We don’t hang around with people like that, Jesus.  (Insert whine)

Don’t you know? Good people wouldn’t be caught dead with a man like that.

Just like we don’t hang around with women who are caught in the act of adultery, or fornication, and….

  • We don’t hang around with Samaritans,
  • We don’t hang around with powerless children,
  • We don’t hang around with women who have a bad reputation,
  • We don’t hang around with beggars or the poor or the oppressed or the criminal or the possessed or the socially marginalized or the ones who aren’t allowed to come to church with the good religious people, never!

Get it together, Jesus.

And, hey, news flash, we certainly don’t go to the personal home of a corrupt politician for a bite to eat or the apartment of the town prostitute for a cup of tea.

But Jesus does it anyway.

Jesus seems not to care about our who-is-in and who-is-out line in the sand. He doesn’t seem to care about what we think about all the wrong folks hanging around with him.

Jesus came to fulfill the Law but while also revealing the Love behind the Law, and the inadequacy of it, he came to replace the real love of a real God for their people.

Jesus came because God so loved the world.  After all, as Jesus tells Nicodemus in the book of John, it was because God so loved the world that Jesus came to us.

Jesus came, not to condemn the world but to save the world.

…Including the guy we would rather see condemned, to be honest.

How can we miss this?

Now take note of this fact:  because of an encounter with Jesus, Zaccheaus turns around gives half of everything away. He is so moved by Jesus, he vows to pay back anyone he has cheated four times the amount he stole.

The Samaritan woman?

Oh, she just became the first woman evangelist telling the whole town about Jesus.

Extravagant repentance.

Wild, reckless love for a man who was like no one they ever met.
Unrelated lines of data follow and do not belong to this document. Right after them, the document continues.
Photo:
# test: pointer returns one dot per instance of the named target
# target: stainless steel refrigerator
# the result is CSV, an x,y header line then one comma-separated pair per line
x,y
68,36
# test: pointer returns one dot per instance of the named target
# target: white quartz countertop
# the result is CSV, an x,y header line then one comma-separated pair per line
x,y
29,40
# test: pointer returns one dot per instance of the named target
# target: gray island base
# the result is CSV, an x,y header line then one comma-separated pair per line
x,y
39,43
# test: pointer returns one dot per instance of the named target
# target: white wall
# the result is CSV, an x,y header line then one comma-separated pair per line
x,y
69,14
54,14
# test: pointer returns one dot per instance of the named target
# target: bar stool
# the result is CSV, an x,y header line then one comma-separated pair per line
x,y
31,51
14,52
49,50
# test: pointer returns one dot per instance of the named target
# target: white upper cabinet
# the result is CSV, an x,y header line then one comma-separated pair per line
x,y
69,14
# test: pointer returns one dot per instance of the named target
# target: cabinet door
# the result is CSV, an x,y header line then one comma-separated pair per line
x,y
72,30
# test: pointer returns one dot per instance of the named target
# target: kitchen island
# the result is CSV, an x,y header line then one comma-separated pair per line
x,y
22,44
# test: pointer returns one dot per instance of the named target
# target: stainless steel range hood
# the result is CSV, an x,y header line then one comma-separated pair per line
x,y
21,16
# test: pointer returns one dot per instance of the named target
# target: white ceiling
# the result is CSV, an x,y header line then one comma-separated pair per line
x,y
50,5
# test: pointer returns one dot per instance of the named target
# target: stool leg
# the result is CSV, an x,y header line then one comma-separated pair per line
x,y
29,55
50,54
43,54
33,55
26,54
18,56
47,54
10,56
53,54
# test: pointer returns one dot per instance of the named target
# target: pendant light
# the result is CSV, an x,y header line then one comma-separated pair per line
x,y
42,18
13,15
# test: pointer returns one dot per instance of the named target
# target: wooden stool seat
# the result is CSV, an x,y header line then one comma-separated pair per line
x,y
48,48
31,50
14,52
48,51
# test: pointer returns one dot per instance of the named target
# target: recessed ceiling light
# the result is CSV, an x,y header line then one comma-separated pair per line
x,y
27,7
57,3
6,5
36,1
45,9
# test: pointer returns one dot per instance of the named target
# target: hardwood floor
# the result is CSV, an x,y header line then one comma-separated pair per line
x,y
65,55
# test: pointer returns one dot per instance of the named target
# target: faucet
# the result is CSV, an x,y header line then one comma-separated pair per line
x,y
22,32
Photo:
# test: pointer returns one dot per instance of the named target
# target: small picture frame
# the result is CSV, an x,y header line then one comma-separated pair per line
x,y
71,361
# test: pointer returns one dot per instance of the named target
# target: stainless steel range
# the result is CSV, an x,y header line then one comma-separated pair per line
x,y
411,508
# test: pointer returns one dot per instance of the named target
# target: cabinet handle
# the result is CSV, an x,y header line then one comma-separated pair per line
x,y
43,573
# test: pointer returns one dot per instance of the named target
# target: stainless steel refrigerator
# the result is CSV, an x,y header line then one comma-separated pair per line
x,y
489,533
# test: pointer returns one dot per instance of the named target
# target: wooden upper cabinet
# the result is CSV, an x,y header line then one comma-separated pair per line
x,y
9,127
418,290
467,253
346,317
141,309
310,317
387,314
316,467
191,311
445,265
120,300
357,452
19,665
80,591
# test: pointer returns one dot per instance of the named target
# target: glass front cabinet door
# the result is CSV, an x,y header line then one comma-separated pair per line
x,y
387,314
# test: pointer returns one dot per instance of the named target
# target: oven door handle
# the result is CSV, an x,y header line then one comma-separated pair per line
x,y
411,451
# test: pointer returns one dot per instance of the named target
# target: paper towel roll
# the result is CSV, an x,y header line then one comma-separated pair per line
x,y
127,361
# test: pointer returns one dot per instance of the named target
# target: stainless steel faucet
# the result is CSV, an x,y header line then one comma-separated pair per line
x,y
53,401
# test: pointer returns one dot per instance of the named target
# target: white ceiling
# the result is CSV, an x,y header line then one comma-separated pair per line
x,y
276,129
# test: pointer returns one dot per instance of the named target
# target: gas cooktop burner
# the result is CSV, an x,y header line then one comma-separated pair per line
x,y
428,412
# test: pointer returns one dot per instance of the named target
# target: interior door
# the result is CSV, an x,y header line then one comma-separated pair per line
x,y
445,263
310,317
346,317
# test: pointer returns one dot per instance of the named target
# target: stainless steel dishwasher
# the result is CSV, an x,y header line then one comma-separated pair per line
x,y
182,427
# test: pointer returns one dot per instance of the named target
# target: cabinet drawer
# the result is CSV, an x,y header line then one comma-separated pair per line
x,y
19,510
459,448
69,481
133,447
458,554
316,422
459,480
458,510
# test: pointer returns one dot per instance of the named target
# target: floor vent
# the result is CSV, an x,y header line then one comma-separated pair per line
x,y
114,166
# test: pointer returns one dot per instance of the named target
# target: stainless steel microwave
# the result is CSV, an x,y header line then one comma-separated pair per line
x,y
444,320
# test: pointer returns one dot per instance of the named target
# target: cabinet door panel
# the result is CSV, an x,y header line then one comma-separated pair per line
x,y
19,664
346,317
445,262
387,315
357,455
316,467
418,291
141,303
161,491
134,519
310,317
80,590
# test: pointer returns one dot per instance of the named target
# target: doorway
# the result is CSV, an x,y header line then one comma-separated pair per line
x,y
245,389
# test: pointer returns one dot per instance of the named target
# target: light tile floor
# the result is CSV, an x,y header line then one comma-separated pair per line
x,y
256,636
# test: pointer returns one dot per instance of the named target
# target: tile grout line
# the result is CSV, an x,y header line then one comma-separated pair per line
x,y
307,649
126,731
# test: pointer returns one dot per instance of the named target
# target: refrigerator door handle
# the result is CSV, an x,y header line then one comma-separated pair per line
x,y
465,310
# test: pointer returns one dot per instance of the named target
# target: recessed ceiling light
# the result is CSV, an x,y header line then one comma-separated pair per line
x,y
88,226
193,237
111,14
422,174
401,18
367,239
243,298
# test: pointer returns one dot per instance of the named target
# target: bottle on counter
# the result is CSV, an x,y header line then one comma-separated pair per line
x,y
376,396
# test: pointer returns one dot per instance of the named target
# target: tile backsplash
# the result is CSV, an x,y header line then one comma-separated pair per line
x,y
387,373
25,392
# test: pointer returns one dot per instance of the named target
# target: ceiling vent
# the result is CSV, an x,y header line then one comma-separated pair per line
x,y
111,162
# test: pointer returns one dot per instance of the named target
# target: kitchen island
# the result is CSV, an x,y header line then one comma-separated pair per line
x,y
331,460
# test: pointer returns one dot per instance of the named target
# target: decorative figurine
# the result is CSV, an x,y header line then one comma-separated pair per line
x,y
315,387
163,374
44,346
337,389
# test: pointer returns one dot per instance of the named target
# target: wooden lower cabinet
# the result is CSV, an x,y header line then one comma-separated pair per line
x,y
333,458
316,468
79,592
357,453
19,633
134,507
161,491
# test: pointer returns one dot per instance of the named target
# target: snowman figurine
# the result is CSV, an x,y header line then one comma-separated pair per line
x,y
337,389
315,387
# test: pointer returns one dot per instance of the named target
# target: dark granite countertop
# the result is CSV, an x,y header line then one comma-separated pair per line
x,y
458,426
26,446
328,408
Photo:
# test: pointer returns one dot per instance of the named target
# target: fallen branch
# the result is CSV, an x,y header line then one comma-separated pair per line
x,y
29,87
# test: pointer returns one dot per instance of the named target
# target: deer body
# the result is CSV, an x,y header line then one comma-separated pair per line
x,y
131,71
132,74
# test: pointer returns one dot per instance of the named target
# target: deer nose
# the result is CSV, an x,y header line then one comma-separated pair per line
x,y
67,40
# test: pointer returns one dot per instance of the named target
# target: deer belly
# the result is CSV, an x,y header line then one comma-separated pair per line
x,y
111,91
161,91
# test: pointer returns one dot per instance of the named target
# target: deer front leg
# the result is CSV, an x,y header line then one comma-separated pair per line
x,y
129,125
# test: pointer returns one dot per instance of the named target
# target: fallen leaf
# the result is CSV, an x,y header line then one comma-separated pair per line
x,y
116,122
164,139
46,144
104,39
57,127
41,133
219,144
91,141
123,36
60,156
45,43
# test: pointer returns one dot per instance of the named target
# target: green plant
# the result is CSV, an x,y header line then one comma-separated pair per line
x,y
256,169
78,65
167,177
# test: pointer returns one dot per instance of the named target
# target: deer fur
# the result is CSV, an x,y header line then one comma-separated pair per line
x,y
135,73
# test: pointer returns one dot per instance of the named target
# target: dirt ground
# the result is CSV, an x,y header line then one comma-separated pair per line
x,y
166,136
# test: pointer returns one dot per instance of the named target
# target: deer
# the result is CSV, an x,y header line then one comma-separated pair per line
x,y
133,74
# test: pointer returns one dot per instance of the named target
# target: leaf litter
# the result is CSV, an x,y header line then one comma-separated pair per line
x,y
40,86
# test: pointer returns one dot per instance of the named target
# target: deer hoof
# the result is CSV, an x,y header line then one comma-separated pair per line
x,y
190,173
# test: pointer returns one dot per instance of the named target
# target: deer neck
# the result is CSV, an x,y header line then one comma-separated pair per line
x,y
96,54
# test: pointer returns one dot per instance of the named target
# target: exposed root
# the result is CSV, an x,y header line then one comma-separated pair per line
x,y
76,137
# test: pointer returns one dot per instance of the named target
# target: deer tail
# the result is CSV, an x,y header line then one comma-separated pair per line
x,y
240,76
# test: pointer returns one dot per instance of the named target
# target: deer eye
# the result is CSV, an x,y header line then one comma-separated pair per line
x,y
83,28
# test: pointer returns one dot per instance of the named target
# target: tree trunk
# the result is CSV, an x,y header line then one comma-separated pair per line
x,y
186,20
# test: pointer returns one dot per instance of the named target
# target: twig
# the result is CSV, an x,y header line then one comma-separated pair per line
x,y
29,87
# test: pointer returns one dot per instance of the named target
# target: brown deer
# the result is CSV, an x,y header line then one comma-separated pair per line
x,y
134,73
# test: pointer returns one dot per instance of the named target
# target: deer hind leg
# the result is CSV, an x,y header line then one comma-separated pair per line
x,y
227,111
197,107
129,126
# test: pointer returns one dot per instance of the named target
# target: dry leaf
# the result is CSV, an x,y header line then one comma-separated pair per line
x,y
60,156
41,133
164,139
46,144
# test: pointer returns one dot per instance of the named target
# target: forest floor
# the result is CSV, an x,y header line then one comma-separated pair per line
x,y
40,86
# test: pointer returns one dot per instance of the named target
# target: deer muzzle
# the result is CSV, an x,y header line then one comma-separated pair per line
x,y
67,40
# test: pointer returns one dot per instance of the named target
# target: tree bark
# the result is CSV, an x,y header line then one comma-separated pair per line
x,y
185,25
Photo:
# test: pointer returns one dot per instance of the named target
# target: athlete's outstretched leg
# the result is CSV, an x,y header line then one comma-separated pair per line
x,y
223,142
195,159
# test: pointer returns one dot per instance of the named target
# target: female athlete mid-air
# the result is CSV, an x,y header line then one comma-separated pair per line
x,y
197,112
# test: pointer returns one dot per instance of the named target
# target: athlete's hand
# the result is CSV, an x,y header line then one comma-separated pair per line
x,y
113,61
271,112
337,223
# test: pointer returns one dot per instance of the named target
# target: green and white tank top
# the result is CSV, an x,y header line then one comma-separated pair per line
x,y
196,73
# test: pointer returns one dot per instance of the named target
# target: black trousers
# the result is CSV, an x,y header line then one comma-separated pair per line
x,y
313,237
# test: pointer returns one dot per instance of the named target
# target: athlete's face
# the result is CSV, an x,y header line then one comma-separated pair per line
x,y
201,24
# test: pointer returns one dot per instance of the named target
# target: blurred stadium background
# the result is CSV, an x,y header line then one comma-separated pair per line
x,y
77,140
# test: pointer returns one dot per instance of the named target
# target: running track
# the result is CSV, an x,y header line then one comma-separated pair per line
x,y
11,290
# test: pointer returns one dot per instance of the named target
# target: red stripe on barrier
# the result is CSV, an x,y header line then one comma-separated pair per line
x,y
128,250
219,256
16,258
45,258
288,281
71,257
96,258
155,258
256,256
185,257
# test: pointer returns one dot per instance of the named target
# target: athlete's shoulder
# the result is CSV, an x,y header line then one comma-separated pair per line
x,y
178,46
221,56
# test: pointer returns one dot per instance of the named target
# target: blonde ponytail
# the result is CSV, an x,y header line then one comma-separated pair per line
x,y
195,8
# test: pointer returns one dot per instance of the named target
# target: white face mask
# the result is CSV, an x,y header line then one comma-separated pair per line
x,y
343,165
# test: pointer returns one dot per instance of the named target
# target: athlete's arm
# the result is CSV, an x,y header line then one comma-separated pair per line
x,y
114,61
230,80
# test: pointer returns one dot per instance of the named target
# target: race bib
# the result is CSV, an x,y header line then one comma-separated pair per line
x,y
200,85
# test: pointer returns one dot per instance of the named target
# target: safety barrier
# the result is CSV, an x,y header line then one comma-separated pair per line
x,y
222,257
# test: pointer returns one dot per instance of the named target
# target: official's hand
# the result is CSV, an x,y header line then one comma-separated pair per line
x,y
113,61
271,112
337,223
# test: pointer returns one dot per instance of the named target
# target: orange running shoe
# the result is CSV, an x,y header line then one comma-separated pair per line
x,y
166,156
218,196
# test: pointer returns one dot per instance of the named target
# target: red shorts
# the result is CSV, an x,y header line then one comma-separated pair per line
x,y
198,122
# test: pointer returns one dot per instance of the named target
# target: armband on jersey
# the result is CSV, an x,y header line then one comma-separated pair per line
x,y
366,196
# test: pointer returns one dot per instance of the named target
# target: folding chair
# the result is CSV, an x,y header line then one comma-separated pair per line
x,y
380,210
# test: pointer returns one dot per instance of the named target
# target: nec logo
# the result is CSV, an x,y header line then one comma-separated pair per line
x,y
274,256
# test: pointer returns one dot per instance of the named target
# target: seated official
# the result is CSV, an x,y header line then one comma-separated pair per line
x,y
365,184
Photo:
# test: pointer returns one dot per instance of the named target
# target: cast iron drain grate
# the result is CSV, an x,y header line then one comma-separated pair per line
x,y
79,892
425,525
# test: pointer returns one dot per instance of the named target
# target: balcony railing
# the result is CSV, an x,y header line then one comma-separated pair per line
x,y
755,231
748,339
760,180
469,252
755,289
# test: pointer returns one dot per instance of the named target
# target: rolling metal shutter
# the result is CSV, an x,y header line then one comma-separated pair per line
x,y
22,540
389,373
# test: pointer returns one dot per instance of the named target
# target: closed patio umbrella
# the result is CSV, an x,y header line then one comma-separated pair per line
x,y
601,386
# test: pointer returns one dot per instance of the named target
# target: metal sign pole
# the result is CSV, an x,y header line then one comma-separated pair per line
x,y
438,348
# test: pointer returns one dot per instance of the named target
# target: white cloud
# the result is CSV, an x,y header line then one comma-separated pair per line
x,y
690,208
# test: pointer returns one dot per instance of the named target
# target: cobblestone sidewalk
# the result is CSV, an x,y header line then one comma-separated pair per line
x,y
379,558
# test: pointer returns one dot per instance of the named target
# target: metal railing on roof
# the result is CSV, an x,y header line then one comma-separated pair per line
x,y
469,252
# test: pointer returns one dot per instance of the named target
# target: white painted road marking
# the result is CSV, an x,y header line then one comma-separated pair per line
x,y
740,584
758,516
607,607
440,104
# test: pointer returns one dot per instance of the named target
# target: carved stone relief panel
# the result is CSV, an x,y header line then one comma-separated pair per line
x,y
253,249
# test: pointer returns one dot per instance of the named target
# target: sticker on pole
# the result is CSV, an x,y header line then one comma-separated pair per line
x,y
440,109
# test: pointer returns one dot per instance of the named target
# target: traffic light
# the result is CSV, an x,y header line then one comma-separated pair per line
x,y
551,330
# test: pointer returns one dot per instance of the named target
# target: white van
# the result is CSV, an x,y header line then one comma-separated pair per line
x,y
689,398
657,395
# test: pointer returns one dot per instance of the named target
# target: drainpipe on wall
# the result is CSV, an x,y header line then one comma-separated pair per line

They both were not just fulfilling the letter of the Law, they were repenting into the heart of Love Himself.

Looks like the presence of Jesus transforms everyone…even those of us who think we have it all together.

  • The Son of Man came to seek and to save the lost.

Zaccheaus was lost, Jesus sought him out, and in this moment of repentance – which was so much more than just money or position – he’s reoriented to the Kingdom of God.   The woman at the well discovered that her bucket could only be filled with Jesus, not a multitude of lost men.

Now that is something to get excited about!

  • Think of the word “today” in that passage. Jesus says “Today I must stay at your house” and then later “Today salvation has come to this house.”

The time is now.

We’d rather another day, another house, another time, another kind of sinner.  Don’t bother us with the now.

But today is the day for the wrong guy…or the wrong woman.

It’s perhaps telling, where we see ourselves in that story.

Are we the crowd, resentful and muttering because we think THAT PERSON shouldn’t be included because they aren’t righteous enough or holy enough or good enough or acceptable enough or just enough?

  • Do we have a long list of people we’d probably be pretty mad to see Jesus hanging out with in our world? Do we begrudge seeing Jesus head right to a certain house with a certain person?

We have our sort of people we want to keep out.

Sure, we’re okay with this kind of sinner being included –but not that kind.

But over and over, Jesus picks the wrong person in our eyes.

He even picks you, and me!

Or perhaps we see ourselves more in the one who everyone else wants to keep out.

 “Today, today, today, I’m coming to your house.

And all we can do is receive Jesus with such joy and relief.

And our own sin – everything that damages us and damages our relationship with God and damages our relationships with one another – is over!

We stop putting God into a box of our own self righteous rules and let Him do what He came to do.

…Love on all of us and see lives transformed.

So we turn everything in our lives upside down and inside out to be with Jesus, to be Him extended to everyone…not just those we think won’t contaminate us.

…To cooperate in making all things right, today.